How fifteen years of Chinese industrial policy produced an electric vehicle Detroit cannot match and why tariffs may be solving the wrong problem
General News Article | June 2026
(The headline image is the Geely Geome Xingyuan is a compact hatchback that sells for under $10,000)
In 2023 BYD began selling a small electric hatchback called the Seagull in China for under $10,000. It has no pretensions, just a modest battery, a range built for city commuting, none of the touchscreen theatre that defines the American EV market. It is, in essence, an electric Nissan Micra. It is also the most concrete evidence yet that China has solved a problem the rest of the world has not, which was, how to make an electric car cheap.

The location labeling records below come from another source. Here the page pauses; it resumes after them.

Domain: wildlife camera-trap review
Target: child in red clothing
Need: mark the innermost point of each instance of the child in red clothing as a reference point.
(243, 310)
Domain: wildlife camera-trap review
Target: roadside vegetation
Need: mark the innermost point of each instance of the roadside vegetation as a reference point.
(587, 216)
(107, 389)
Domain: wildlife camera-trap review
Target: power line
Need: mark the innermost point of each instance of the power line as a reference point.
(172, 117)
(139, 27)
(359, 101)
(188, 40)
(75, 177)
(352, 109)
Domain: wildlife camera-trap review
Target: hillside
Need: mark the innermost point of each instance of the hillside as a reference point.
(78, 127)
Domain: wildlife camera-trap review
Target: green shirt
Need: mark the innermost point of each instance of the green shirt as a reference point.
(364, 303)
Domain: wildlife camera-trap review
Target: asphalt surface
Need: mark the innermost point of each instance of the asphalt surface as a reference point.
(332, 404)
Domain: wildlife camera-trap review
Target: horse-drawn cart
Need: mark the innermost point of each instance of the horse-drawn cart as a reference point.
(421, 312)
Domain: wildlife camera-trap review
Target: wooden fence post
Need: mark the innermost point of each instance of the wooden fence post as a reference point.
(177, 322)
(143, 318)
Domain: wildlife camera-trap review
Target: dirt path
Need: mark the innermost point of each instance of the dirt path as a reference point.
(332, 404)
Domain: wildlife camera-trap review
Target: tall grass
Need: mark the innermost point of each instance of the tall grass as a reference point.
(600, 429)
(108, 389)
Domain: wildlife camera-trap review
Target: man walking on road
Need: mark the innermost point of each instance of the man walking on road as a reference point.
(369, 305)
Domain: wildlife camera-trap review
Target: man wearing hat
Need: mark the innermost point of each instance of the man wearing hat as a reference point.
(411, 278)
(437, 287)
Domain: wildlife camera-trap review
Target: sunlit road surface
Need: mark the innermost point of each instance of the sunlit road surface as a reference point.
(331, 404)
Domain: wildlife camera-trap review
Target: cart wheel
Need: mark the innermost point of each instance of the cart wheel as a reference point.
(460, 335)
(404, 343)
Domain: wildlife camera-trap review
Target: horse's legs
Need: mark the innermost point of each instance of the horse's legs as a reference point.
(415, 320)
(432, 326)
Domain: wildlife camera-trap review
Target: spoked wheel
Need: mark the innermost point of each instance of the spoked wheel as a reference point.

The average electric vehicle sold in China in 2024 went for about $23,000. The average one sold in America went for more than $53,000. That gap, more than double, is not a temporary market quirk. It is the visible result of a deliberate, fifteen-year programme of state-directed industrial building, and it has left Washington and Brussels facing a question neither has fully answered: if you cannot make the cheap car, is the right response to wall it out, or to work out how to build one yourself?
A bet placed in 2010
China’s pivot to electric vehicles did not begin as a climate policy. It began as a strategic workaround. When Beijing named “new energy vehicles” a priority sector under its twelfth five-year plan around 2010, the calculation was straightforward: in the internal combustion engine, a century of patents, supplier relationships and brand equity belonged to American, German and Japanese firms, and no amount of state spending would close that gap quickly. The electric motor offered a rare reset, a technology immature enough globally that manufacturing scale, rather than inherited expertise, would decide who won.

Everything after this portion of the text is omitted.